La parole est à M. Michel Castellani.
Je reviens sur l’amendement de notre collègue Ceccoli : nous avons des conceptions différentes de l’autonomie. Notre collègue propose que la collectivité de Corse puisse faire ses propositions, que celles-ci soient ensuite transmises au premier ministre, qui en délègue l’examen aux commissions adéquates. Il ne s’agit pas d’autonomie,…
Eh, oui !
…cela s’apparente finalement au système que nous connaissons : aujourd’hui, personne ne nous empêche de déposer une proposition de loi qui sera examinée ensuite par telle ou telle commission.Pour notre part, nous sommes tout à fait favorables à une autonomie pleine et entière, de plein exercice, un contrôle étant exercé, a posteriori, par le Conseil constitutionnel ou le Conseil d’État suivant la nature des textes.Par contre, nous rejoignons notre collègue Ceccoli sur la lutte contre le crime organisé. Il est certain que c’est un problème. Votre serviteur a rencontré, systématiquement en privé, chacun des ministres de l’intérieur qui se sont succédé, afin de s’entretenir discrètement avec eux de ce sujet, car il est prégnant, essentiel. Ceccoli a raison : dans la mesure où il faut adapter le niveau de protection de la population au niveau de compétences, l’augmentation du niveau de […]
La parole est à M. François-Xavier Ceccoli.

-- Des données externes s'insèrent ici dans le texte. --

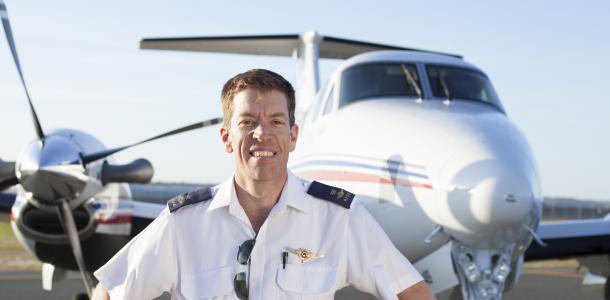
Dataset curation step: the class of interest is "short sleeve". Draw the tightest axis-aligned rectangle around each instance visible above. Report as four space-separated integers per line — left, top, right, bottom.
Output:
94 208 178 300
347 201 423 299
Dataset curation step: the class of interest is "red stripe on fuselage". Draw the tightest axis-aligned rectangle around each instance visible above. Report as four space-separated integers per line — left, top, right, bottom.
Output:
98 215 131 224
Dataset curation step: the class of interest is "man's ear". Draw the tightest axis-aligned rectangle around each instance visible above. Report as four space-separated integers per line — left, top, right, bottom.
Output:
220 126 233 153
290 124 299 152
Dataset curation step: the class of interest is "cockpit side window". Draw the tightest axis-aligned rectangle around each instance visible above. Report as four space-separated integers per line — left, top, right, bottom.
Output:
426 65 500 107
340 62 421 106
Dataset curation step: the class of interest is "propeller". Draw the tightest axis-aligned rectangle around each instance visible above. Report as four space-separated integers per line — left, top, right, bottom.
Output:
0 159 15 179
0 0 222 297
82 118 222 165
0 0 44 140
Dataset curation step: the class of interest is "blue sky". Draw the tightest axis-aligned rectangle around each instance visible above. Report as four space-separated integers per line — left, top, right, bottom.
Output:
0 0 610 200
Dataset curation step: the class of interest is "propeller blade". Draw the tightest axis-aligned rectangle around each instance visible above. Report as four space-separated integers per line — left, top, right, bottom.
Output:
0 159 15 179
0 176 19 191
0 0 44 140
81 116 222 165
57 199 93 299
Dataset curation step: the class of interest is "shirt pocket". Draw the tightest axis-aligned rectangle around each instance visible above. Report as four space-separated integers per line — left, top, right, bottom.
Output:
277 264 337 295
180 266 235 300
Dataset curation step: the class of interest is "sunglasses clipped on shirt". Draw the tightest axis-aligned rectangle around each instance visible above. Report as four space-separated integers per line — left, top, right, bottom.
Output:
233 239 256 300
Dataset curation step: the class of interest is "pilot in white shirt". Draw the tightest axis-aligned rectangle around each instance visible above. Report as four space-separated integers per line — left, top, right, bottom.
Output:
93 69 434 300
95 173 422 299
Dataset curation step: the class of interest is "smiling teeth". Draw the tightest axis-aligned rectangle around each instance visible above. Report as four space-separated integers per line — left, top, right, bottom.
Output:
254 151 273 157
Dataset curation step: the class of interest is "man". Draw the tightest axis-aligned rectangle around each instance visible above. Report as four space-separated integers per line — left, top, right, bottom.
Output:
94 69 434 299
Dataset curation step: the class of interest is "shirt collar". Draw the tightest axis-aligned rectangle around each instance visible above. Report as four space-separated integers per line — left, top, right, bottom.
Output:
208 170 311 214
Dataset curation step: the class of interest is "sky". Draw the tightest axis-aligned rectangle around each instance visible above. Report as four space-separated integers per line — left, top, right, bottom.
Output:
0 0 610 200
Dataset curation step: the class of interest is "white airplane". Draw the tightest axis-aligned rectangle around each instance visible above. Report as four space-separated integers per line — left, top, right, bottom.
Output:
0 0 610 300
141 32 542 299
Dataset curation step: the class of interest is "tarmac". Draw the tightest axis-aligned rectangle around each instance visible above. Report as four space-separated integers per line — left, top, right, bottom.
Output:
0 260 604 300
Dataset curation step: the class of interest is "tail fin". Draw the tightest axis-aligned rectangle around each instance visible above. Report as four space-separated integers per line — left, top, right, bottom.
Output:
140 31 461 120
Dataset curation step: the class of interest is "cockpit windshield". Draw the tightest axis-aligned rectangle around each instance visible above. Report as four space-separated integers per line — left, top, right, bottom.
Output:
426 65 500 107
340 63 421 106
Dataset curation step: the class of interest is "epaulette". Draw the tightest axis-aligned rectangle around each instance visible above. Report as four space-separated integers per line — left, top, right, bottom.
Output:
167 187 213 213
307 181 355 208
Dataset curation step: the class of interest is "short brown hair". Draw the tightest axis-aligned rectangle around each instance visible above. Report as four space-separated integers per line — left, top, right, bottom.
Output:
221 69 296 128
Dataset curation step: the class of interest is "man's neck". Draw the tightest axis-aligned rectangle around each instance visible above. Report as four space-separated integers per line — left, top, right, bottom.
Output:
234 174 288 234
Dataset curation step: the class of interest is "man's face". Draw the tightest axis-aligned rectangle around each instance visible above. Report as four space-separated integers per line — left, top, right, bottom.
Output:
220 89 299 181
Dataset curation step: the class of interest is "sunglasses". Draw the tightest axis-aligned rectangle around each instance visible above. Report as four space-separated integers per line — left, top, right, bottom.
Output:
233 240 256 300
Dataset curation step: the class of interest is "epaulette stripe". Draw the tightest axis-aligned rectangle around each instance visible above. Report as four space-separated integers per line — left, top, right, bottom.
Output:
307 181 355 208
167 187 212 213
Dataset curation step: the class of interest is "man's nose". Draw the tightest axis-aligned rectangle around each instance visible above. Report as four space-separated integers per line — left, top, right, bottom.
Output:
254 122 270 141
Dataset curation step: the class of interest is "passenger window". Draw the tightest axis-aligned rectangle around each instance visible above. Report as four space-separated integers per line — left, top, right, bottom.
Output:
426 65 500 107
322 85 335 115
340 62 421 106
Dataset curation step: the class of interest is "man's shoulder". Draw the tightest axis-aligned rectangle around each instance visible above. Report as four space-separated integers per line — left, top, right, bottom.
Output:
307 181 355 209
167 187 214 213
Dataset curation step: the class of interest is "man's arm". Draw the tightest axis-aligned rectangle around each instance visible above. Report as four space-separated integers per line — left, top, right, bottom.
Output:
398 281 436 300
91 283 110 300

Avec tout le respect que je dois à Mme la ministre et à M. le rapporteur, je les entends, mais je pense que nous avons plutôt une divergence de fond. On demande : en quoi le fait de saisir les commissions permanentes répond-il à la demande ? C’est pourtant simple : plus vous rapprochez la décision du niveau local – un célèbre magistrat l’a dit à propos de la Sicile –, plus cet échelon est soumis aux pressions. Bien évidemment, ni les députés ni les sénateurs ne sont invulnérables, mais il reste plus difficile de venir menacer un député ou un sénateur qu’un maire sur place. Voilà une première réponse. Je comprends bien sûr que vous ne soyez pas d’accord avec ma proposition, mais je l’explique quand même.Concernant le délai, je vous signale tout de même qu’après le dépôt d’une proposition de loi par un parlementaire, un certain temps s’écoule avant qu’il puisse voir son texte adopté. […]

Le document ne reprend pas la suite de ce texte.